# HE'S HOW OLD??



## jeanniecogan (Apr 3, 2014)

I bought Charlie last fall, He was a doll and we loved each other at first sight. I was told that he was 4 1/2 years old. His teeth didn't look like a 4 year old. He was thin and supposed to be trained to drive.




. and still a stallion.

i had a ball with him, drove him many times. he didn't seem to get much stronger. last week i took him to the vet to be gelded. When they took him in to geld him i asked the vet how old he thought he was. UNBELIEVEABLEY the vet said he was "coming 3". i was mortified. i really used him, and then to find out he is just a baby. i feel so bad.

does anyone have any suggestions on what i should do about his age. do you think i hurt him? he has had the whole winter off. he seems fine.

i also want to know about how big he will get. how long do they grow? he was 38 inches when i bought him. will he grow into a pony? i don't mind, just curious.

i want to throw in here that he drives like he has been going forever, has the best manners. which is why i didn't believe his teeth. everything else said he was older.


----------



## chandab (Apr 3, 2014)

Rats! Now I can't remember for sure, but I want to say my equine dentist thought one of my young mares was a year younger than she is when she looked at her teeth (it could be the opposite she thought, I just can't remember now, it was couple years ago that we had the discussion, and I just don't remember things well).

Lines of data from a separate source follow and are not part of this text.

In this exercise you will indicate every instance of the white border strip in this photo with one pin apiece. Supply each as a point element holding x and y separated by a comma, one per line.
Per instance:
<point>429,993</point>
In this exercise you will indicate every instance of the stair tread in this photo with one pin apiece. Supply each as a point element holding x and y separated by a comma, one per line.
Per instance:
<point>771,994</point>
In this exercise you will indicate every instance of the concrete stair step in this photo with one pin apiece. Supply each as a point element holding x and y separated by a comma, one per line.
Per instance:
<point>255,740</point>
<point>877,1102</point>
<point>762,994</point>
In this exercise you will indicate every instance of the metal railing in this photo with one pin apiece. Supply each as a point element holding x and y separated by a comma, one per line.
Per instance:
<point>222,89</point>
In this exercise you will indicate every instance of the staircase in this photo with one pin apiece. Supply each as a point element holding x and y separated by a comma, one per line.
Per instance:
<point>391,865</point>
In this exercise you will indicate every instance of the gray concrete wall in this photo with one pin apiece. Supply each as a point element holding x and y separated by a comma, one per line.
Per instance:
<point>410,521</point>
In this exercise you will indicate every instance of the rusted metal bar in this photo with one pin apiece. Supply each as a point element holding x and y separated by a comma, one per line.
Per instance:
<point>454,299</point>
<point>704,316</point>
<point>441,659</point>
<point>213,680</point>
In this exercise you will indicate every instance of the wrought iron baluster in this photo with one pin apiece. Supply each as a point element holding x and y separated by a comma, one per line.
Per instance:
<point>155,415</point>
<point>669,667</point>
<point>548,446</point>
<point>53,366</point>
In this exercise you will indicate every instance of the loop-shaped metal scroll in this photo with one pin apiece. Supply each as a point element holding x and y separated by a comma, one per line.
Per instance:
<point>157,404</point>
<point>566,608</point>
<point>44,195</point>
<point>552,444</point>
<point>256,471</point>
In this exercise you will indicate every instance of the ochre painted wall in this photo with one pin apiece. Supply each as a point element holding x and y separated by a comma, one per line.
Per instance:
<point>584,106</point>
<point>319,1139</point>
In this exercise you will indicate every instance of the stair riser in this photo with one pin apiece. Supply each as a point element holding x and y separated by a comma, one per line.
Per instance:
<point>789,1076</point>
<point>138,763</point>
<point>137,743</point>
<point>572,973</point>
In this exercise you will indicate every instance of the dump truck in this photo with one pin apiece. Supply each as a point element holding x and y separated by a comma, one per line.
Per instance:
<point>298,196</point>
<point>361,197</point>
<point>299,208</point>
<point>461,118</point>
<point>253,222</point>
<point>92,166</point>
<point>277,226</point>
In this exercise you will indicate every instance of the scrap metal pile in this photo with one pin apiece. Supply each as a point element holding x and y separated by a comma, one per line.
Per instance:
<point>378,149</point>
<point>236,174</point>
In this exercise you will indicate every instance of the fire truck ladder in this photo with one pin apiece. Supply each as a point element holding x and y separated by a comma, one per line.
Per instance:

You know now and have slowed down, likely he'll be ok; especially since we don't ride these little guys (look at all the long year, two year old saddle horses that are started under saddle; no I don't condone it and don't do it, but many come through just fine).


----------



## amysue (Apr 3, 2014)

Relax. He should be fine. As chanda said, its not like you were riding him and working him hard. I know just as many trainers who swear by putting young horses in training to help them develop right as I do those who swear it will stunt their development. As for the teeth, its hard to tell sometimes EXACTLY how old a mini is just by the teeth because so many of them are prone to dental abnormalities. Im not saying your guy has bad teeth or anything but when you said he wasn't in the best shape when you brought him home that made me think that maybe he just developed a bit late. Quite a few of the minis I have brought home as youngsters either lost baby teeth early or kept them longer than normal. I remember discussing it with the vet looking over their registration papers. Dont stress about it too bad. They are all different. The registries officially say they're done growing at age 3 but many still grow after and ive had plenty stop at age two (they just grew wider not taller). I know there is a calculation for measuring their cannon bone to guess their adult height. I dont remember it off the top of my head but ill ask someone today.


----------



## poniesrule (Apr 3, 2014)

Hugs! There's nothing worse than knowing you were doing something "wrong" even if you didn't really know it. Let the guilt go, rest assured he will be fine. Especially since you know and are able to back off anything more strenuous before you even start. I always went by the theory that they grow "up" until they're 4, and "out" until they're 7. Some horses follow this, some don't... & my theory could be flawed too! I've read where you measure from the middle of the knee to the top of the coronet and then convert to hands. So for example, if you measure and it's 10.5", he would mature around 10.2hh x 4" = 40.8" mature height. I've never tried it, but I just might measure mine tonight to see!


----------



## Marty (Apr 3, 2014)

If any damage has been done you will most likely notice it.

Just be careful and cautious. Work diligently with him, feed him up real good, continue to have fun and love him. You should both be fine.


----------



## jeanniecogan (Apr 3, 2014)

Thank you all, i feel much better. he is such a doll.


----------



## Marsha Cassada (Apr 5, 2014)

I've heard their spinal plates do not close until they are 5.

He may be one of those stoic types that does not show discomfort by behavior. Watch his eyes and body language for signs.

Did the vet say he had wolf teeth? Usually those are removed at gelding.

I'm assuming he had no papers; we just have to take people's word for things sometimes.

Sounds as though you have a horse with a wonderful driving temperament. The good news is, he is younger than you thought so you'll have more years to enjoy him!


----------



## Minimor (Apr 6, 2014)

Chances are he was driven harder before you got him than he was once you had him. Someone probably started him as a late yearling, which would be why he seems like he's been driving forever. Hopefully no harm has been done to him. If he has shown no sign of being sore and had no heat or swelling anywhere in his legs when you were working him, chances are he is okay. Problems could show up later in life, but since he was driven and not ridden, most likely he had no harm done. Many of the two year old futurity horses are started under saddle at 18 months of age and have hock problems by the time they are 5 years old--but, they are being ridden, and they are generally working in a circle in the arena--that is a whole different level of stress placed on immature legs and joints.


----------